As the store became busier, their father kept “taking pieces of the house” for the store, until all five girls were in one bedroom, Mel said.

“We had a wonderful family, and worked together,” said the eldest daughter, Sarah Galewick in the posted story.

“We learned people skills, discipline, and how it felt to just work hard, in the best way possible, with family,” Mel wrote. “We didn’t know how much we had and how much we learned until we were gone.”

Since Phil and Gloria were each the eldest of eight children, they had plenty of family in the area to help when Phil decided he wanted a full basement underneath the now-expanded store.

When Mel spoke of this at the dedication, someone called from the audience that it was because he wanted a bathroom!

Even the dog was a female, Phil was known to say.

He gathered brothers and cousins and they dug it by hand, hauling bucket after bucket of dirt until a basement the size of the building was created, Mel said.

Pete Alvarado started digging the basement with his brother and family.

“When we first started, we just made a hole and started with a wheelbarrow,” he said. “We called him Mr. John. We used to say, ‘I want to go to Mr. John.’”

Phil had an idea to start a tortilla-making factory in the basement. Juanita made tortillas and the family sold tortillas to stores and customers throughout the county and as far south as Redding, Mel said.

Juanita and one of her daughters started making and selling Mexican dinners through a window in the side of the store.

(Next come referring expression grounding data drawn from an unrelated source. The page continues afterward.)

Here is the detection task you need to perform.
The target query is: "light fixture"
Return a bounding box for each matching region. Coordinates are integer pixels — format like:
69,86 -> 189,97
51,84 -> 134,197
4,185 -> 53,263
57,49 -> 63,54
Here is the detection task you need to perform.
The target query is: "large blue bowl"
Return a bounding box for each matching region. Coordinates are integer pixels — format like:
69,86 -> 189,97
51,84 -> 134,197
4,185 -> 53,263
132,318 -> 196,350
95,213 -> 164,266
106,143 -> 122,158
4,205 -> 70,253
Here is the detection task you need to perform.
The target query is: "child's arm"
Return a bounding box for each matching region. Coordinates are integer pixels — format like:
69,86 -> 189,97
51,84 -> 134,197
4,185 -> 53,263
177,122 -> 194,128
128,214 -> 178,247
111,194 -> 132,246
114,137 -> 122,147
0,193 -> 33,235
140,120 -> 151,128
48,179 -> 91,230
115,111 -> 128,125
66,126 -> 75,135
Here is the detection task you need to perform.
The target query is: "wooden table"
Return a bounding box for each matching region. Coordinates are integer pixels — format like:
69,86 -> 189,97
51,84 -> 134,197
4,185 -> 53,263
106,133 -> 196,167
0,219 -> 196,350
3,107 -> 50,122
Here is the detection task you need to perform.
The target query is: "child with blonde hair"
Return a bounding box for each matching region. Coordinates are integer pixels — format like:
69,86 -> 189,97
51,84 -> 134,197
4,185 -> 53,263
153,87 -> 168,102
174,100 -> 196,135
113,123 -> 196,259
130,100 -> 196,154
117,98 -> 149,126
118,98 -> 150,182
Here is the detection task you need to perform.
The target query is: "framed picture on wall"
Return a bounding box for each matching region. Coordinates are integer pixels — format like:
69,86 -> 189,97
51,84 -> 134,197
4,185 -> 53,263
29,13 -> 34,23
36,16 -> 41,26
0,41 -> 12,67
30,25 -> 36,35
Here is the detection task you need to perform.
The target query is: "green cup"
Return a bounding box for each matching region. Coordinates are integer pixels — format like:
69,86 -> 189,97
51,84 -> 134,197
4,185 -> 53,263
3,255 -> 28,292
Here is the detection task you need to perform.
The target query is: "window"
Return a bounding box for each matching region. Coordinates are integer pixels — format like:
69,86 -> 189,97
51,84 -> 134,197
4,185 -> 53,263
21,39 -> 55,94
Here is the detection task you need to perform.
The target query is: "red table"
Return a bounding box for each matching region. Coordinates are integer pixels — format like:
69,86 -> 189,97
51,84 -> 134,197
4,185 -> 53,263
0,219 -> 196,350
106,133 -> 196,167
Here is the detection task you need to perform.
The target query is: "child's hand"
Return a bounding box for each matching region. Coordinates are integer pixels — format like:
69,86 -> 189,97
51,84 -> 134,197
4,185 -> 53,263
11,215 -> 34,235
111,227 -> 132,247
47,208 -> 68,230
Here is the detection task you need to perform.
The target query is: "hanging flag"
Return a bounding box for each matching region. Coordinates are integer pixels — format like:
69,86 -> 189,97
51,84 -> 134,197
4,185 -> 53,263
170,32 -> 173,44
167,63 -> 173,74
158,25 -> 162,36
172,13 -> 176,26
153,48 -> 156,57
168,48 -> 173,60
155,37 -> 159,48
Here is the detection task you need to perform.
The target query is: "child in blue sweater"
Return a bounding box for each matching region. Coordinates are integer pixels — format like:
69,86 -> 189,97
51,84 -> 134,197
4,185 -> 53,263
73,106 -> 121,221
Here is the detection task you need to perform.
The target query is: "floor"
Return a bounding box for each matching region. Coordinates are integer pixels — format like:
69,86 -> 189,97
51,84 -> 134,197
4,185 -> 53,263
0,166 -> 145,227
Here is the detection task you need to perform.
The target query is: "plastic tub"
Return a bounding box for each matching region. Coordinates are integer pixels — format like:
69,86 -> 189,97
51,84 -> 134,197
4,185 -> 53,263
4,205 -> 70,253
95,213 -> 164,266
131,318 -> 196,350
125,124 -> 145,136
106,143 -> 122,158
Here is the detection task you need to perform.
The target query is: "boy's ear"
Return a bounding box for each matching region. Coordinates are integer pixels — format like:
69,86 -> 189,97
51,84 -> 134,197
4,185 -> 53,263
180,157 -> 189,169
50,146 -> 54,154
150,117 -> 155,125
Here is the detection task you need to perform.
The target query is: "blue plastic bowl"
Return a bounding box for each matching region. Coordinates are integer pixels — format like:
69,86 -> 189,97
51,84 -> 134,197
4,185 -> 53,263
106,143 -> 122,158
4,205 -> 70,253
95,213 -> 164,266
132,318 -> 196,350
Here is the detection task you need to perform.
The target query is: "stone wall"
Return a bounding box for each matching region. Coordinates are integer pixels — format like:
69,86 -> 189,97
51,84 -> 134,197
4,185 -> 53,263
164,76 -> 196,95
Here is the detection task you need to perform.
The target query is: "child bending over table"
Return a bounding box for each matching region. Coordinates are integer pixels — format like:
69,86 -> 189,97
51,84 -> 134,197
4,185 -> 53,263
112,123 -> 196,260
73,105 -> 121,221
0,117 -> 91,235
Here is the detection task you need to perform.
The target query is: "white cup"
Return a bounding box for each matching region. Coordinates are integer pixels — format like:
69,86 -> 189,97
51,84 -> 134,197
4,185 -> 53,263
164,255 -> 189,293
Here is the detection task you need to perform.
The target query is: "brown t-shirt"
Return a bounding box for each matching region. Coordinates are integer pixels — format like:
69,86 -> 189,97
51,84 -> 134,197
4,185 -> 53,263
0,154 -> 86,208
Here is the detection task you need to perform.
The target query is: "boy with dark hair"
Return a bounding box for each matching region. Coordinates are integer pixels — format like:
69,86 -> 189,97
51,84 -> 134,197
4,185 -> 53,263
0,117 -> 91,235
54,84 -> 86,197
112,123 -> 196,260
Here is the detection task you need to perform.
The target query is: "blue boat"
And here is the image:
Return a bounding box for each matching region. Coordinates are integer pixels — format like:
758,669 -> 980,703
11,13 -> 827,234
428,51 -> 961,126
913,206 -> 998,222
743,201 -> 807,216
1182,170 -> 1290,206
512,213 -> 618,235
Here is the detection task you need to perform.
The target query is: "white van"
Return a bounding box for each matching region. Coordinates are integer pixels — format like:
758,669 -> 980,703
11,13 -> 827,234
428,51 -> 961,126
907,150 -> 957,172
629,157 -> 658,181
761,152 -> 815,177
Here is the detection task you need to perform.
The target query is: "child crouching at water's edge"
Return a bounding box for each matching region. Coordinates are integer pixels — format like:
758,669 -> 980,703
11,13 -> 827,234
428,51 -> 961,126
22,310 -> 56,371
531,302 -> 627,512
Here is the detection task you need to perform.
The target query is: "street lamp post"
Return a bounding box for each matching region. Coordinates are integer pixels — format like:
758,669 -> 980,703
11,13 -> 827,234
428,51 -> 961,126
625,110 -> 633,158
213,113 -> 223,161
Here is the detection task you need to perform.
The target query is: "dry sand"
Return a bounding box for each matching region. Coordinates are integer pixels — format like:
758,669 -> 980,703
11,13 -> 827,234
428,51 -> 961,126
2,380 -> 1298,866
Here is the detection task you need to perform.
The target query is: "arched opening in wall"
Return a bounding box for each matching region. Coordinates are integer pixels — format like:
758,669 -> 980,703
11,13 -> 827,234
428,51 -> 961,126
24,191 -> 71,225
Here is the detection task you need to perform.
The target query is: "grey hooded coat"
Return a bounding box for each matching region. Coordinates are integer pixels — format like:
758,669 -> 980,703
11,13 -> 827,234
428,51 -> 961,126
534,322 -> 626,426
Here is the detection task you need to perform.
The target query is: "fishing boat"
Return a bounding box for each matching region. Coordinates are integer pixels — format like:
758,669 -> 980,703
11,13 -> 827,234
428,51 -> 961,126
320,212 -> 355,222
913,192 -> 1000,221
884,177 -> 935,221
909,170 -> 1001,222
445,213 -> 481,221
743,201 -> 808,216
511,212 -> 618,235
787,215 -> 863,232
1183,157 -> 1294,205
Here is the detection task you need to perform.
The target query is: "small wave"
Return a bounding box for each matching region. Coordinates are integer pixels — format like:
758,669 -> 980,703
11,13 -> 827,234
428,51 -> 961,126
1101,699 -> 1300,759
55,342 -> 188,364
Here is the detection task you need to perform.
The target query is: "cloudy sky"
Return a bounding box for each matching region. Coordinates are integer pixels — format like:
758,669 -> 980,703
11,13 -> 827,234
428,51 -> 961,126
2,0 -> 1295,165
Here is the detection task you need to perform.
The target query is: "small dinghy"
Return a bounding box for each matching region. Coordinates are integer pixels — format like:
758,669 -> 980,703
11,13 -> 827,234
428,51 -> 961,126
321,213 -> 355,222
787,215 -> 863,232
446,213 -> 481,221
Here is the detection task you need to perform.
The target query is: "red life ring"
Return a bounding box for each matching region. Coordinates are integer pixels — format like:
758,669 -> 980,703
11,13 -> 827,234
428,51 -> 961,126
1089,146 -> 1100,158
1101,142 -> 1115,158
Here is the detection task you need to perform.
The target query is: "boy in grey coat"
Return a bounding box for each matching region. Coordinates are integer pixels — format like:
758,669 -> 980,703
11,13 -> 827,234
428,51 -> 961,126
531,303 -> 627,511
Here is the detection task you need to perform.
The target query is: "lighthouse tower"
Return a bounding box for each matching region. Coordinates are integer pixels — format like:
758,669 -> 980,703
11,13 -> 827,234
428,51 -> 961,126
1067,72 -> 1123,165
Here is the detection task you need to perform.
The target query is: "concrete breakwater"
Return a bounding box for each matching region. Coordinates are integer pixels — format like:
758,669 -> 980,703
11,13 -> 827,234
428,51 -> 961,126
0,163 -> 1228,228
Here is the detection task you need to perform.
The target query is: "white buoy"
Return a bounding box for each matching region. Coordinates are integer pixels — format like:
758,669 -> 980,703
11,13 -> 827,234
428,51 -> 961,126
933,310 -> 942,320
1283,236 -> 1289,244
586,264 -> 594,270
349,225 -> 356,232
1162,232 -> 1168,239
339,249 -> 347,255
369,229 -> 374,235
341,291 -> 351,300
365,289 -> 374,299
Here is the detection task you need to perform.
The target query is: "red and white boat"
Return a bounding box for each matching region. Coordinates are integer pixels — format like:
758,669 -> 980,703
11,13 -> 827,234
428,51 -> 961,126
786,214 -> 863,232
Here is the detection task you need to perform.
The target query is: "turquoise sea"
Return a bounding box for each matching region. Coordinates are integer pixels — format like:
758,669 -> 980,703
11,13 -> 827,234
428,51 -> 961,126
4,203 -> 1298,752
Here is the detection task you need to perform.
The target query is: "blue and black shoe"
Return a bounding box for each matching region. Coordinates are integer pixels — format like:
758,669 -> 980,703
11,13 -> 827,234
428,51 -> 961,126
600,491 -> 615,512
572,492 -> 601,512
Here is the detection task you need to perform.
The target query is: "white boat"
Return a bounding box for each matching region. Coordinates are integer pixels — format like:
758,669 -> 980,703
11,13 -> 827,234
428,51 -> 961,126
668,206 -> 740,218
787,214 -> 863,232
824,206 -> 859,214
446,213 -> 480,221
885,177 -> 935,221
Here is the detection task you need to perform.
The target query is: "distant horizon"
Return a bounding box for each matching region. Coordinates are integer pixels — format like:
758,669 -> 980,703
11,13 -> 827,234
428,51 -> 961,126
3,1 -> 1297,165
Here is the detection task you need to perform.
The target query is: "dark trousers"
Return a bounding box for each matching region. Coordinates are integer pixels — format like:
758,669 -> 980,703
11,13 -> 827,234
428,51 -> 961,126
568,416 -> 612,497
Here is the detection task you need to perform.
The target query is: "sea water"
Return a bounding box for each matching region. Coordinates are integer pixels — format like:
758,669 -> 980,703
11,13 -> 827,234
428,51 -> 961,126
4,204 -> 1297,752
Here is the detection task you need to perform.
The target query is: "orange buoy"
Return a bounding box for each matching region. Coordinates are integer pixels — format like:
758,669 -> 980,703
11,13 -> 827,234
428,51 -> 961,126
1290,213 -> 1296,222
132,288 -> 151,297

“Customers loved it and talk about it to this day,” Mel wrote.

Neighborhood and family kids also came to help out at the store for some of Juanita’s good cooking, Mel wrote.

“Dad would also pay them with a free candy bar or bottle of soda pop,” when they went home, Mel said.

Phil’s nephew and namesake, Phil Alvarado, also helped at the store and was always in trouble for not rotating the stock, he said at the dedication. His Uncle Phil would stand over him and point at him to pull the older stuff to the front.

“I always got caught,” he said.

Anna Gubetta Volf remembers being sent to the store on her bicycle for bread and milk starting in the third grade. She cycled to the store for her mother until she graduated from College of the Siskiyous.

The entire family is grateful for the loving care the Wingers have put into restoring the building, Mel said. “We never thought in a million years that we would ever go into that building and be so proud of it. We know God will bless Clint and Donna in all their future endeavors. They will always be in our thoughts and prayers.”